Integrins are cell surface proteins that sense the extra cellular protein (matrix) environment and signal to the cell to control differentiation, survival and migration of cells. In animals there are multiple integrins with specialized and overlapping roles in various cell types.
The nematode, C. elegans, has only two integrins, and is an excellent system for genetic and molecular analysis of integrin signaling in vivo. In C. elegans, integrins are essential for embryonic development, muscle cell adhesion and contraction, axon outgrowth, and migration of the distal tip cells (DTC).
I have recently found more than 100 C. elegans genes that regulate DTC migration many of which function in integrin signaling. Our goal is to understand how genes cooperate to control cell migration in vivo. We are using data mining to find interacting networks of genes, analysis of expression patterns, and cell-specific RNAi to disrupt genes in the DTC, in other migratory cells, and in surrounding tissues.
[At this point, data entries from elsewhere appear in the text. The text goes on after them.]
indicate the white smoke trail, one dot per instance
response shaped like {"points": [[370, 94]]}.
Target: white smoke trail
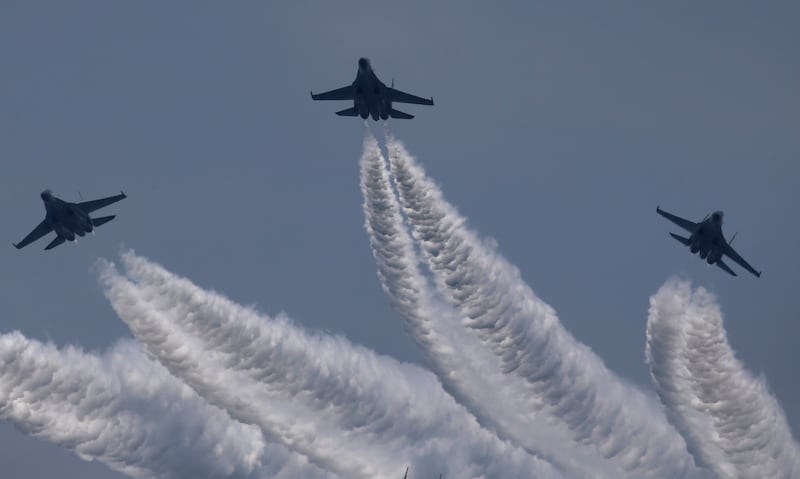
{"points": [[346, 408], [731, 422], [562, 377], [128, 412], [469, 372]]}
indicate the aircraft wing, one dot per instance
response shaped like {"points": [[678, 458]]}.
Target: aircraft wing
{"points": [[41, 229], [344, 93], [725, 267], [397, 96], [89, 206], [689, 226], [732, 254]]}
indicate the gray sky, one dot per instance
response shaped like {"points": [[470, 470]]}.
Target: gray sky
{"points": [[557, 130]]}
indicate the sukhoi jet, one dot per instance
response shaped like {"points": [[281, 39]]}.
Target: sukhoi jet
{"points": [[706, 238], [371, 97], [67, 219]]}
In addition, using various nematode strains with disrupted integrin function, we hope to identify new genes that genetically interact with integrins in migratory cells.
One of the most exciting outcomes of my DTC migration screen was the isolation of new regulators of cell migration. We are studying the genetic and biochemical interactions of several of these genes using C. elegans and mammalian cell culture. Our long-term research objectives involve characterization of the evolutionarily conserved mechanisms underlying cell migration, and the implications of these processes in cancer and metastasis.
Distal tip cell (labeled with GFP) migrates along the ventral surface of C. elegans.
C. elegans body wall muscles labeled with GFP.
Mouse cells attach to a matrix using integrin receptors.